The cops gave him a nice bulletproof vest to assure that he wouldn’t receive any damage on his way to the station and genteelly guided him out to the squad car. When the cameras flashed, he was clean and spotless, with every hair of his Lloyd from “Dumb and Dumber” cut in place.
Watkins doesn't point out that Roof received a bulletproof vest from police because many Americans of all races would like to shoot him. Law enforcement personnel are required to keep Roof alive so he can be delivered to a judge and jury so they can decide his fate. Cops do the same with any widely despised accused person regardless of race.
Watkins claims that Michael Brown, the crazed, hulking black thug who grabbed for white cop Darren Wilson's gun, was merely "an unarmed black teenager who was on his way to college before he was murdered by a white police officer." The grand jury, of course, quite properly disagreed with this characterization and refused to indict Wilson who killed Brown in self-defense.
Salon is on the front lines defending the unconscionable, illegal, dead baby parts trafficking operation of Planned Parenthood, a group founded by black-hating, Ku Klux Klan-supporting white eugenicist and progressive Margaret Sanger. Its writers call the video sting operation orchestrated by the Center for Medical Progress a "hoax" that proves "[r]ight-wing extremists have no qualms about destroying peoples' lives" and falsely claim that the videos exposing the butchery aimed largely at unborn African-Americans for profit were selectively edited. One attacked former Florida Gov. Jeb Bush (R) for the refreshing, at least plausible statement that the U.S. government spends too much on "women's health issues."

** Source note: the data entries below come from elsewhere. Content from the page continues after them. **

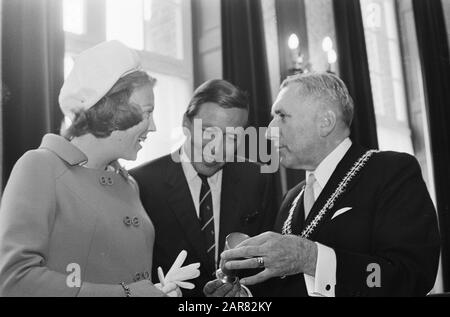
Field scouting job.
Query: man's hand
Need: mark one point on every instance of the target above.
(217, 288)
(283, 255)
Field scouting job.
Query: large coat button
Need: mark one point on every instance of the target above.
(136, 222)
(127, 221)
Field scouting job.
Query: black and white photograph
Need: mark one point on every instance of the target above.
(225, 153)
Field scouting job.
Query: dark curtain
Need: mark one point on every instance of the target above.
(245, 61)
(33, 72)
(244, 55)
(354, 69)
(435, 60)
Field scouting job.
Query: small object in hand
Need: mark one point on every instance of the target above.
(260, 261)
(226, 279)
(126, 289)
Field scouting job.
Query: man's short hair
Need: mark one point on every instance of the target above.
(114, 111)
(220, 92)
(328, 87)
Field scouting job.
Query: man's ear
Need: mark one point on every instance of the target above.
(327, 123)
(187, 124)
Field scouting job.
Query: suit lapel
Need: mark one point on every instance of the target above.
(180, 202)
(229, 203)
(353, 154)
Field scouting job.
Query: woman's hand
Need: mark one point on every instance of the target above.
(170, 289)
(145, 289)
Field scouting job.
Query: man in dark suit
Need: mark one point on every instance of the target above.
(362, 224)
(194, 197)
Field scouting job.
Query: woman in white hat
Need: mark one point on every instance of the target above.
(71, 222)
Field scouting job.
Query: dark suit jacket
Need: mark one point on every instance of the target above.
(247, 205)
(393, 223)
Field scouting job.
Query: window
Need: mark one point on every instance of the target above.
(161, 31)
(386, 74)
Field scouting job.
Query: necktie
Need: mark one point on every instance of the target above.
(309, 198)
(207, 219)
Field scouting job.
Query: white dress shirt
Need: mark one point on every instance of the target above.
(195, 186)
(324, 282)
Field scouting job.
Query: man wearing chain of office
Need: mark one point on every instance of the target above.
(362, 224)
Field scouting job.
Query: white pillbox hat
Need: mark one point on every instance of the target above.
(94, 73)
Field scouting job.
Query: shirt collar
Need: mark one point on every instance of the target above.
(326, 168)
(64, 149)
(189, 170)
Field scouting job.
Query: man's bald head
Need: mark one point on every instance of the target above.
(327, 88)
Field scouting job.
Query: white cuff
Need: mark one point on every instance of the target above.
(324, 282)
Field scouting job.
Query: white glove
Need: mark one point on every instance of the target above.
(178, 274)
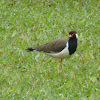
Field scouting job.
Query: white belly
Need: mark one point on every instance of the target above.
(61, 55)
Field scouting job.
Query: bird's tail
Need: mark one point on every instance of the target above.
(30, 49)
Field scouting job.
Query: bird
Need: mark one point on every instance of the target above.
(59, 48)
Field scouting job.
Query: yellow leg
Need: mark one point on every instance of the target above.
(57, 65)
(62, 68)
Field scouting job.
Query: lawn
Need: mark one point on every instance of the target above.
(33, 75)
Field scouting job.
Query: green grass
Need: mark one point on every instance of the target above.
(33, 76)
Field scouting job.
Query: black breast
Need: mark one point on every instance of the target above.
(72, 45)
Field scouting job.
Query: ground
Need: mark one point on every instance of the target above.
(33, 76)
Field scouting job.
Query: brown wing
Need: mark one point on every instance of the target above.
(53, 46)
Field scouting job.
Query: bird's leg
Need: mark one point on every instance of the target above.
(57, 65)
(73, 75)
(62, 67)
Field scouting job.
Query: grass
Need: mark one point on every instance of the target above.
(33, 76)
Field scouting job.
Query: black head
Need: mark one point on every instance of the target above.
(72, 34)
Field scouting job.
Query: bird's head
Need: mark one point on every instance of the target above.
(73, 34)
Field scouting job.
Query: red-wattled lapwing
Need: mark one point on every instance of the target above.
(59, 48)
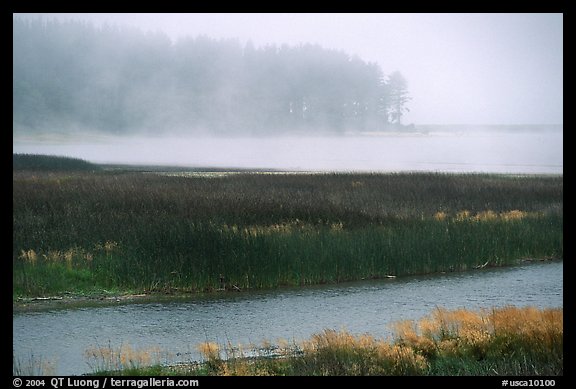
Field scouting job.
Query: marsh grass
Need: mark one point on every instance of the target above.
(500, 341)
(84, 231)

Salon promotes breathtakingly obtuse, racist opinions like those of editor-at-large Joan Walsh, an aging, self-hating white woman, who claims that the "Planned Parenthood sting backfired on Republicans" even though anyone with eyes can see the left-wing abortion provider is now fighting for its life. Republicans are always the racists and Democrats are always the virtuous, noble crusaders for truth and justice in Walsh's world.
She accuses conservative champion Ted Cruz of "McCarthyism" and says the Republican Party is "still race baiting" and "still stuck in the 1980s." On MSNBC last year Walsh compared Republicans to rapists for daring to criticize President Obama. She said "journalists don't call them out on their extremism and instead blame Democrats for somehow provoking it by wearing short skirts."
According to Salon, it's not okay even for blacks to criticize other blacks.
The title and teaser of one of Mychal Denzel Smith's articles from last year says it all: "Chris Rock’s poisonous legacy: How to get rich and exalted chastising 'bad blacks.' Respectability politics isn't new. But with Charles Barkley and Bill Cosby now joining in, here's why it's so toxic."
If a dysfunctional community can't even begin to have an honest discussion in order to identify what's going wrong among its members, it is surely doomed. In this case, that troubled community, stirred to violence by President Obama and his minions, threatens to drag the whole country down with it.
And that's just fine by Joan Walsh and her fellow leftists because in their view America's had it coming for a really, really long time.